6. On the second point, we are unable to find any force in either of the two submissions made on behalf of the appellant. The argument was raised in the High Court as well as in this Court on the assumption that the land, which is being acquired, has a very large area, so that a number of roads, etc. may have to be laid out in this land. In fact, the total area being acquired, as mentioned earlier, is 84,092 sq ft which is less than two acres. In order to develop land having an area of less than two acres, there can be no need for laying out extensive roads and lanes or a park. It is true that the Municipal Engineer, who appeared on behalf of the appellant, stated that, in case this area had been allowed to be developed privately, the Municipal Corporation would have required that a park should also be laid out; but we are unable to accept this statement from him, because, in a small area of less than two acres, only a few houses can be built and there would hardly be any need for leaving land for a park in order to avoid congestion. Of course, each house constructed may have to leave some open land within its compound when the land is divided into smaller plots for construction of separate houses. The roads and lanes also would not be required to be very extensive. In these circumstances, one road cutting across the first belt will surely be sufficient to enable traffic to go to the sub-plots in the second belt and, if that road be 20 ft. wide, it would only cover an area of 1000 sq ft out of the land comprised in the first belt. It may also be noticed that, according to the only map available on the record, the land acquired has not only Murtaza Hussain Road on one side of it, but it also has a “kachha” road on another side viz. to the north of it. Access to the land in the second belt would also be, therefore, available by converting that “kachha” road into a proper “pucca” road, so that extra land will not be needed for construction of many roads or lanes. In the circumstances, we cannot say that the High Court committed any error in holding that an area of only 1000 sq ft out of the first belt and 25 per cent of the land in the second belt should be left out for construction of roads, lanes, etc.
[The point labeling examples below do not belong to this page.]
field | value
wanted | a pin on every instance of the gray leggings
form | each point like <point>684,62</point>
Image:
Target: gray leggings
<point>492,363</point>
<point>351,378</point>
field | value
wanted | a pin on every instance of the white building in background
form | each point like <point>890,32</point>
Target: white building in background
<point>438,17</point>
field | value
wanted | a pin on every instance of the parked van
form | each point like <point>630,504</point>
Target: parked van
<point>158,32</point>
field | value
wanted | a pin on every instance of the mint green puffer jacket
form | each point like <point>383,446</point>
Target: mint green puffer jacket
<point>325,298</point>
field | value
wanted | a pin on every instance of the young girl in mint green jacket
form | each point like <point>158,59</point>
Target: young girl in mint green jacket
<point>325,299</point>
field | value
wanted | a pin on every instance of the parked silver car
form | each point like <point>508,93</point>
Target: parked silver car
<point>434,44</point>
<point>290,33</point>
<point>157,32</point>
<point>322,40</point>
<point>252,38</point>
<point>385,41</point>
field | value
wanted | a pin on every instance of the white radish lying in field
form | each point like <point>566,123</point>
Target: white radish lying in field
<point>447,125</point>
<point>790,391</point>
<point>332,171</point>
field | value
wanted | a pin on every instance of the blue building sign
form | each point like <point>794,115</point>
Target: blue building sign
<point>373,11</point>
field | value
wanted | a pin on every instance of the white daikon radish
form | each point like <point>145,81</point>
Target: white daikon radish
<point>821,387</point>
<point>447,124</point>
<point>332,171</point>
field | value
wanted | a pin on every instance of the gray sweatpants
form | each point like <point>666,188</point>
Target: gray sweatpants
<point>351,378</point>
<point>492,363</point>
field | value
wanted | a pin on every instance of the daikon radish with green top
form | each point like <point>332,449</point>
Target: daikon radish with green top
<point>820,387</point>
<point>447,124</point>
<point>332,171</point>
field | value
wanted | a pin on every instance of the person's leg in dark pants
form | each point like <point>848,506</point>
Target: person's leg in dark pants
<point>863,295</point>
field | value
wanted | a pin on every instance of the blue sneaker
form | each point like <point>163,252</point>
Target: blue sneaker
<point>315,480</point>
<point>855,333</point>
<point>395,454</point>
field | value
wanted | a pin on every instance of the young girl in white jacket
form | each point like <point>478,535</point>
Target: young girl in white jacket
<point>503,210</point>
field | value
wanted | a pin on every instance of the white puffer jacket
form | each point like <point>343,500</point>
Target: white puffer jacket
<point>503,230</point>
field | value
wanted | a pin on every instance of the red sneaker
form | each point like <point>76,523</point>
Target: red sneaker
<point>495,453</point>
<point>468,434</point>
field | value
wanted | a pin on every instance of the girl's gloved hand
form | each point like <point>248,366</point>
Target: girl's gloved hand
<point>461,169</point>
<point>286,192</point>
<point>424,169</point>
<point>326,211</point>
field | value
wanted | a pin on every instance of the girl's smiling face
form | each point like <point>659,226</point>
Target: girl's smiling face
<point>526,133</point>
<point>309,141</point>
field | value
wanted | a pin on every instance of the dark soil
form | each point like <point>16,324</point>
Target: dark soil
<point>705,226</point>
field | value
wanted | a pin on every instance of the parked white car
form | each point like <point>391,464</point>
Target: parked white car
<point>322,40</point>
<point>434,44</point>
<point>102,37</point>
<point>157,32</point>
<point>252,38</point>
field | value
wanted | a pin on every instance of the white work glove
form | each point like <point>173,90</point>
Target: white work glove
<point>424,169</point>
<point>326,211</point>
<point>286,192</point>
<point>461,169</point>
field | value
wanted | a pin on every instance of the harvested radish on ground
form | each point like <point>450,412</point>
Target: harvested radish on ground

We are also unable to accept that there is no principle which requires that, in calculating the market price of the land, account must
be taken of the actual expenditure which will be incurred on construction of roads and lanes. That will be part of the development later which will naturally enhance the price of the land. Consequently, none of the points raised on behalf of the appellant for challenging the decree passed by the High Court has any force.
7. The appeals fail and are dismissed with costs. One hearing fee.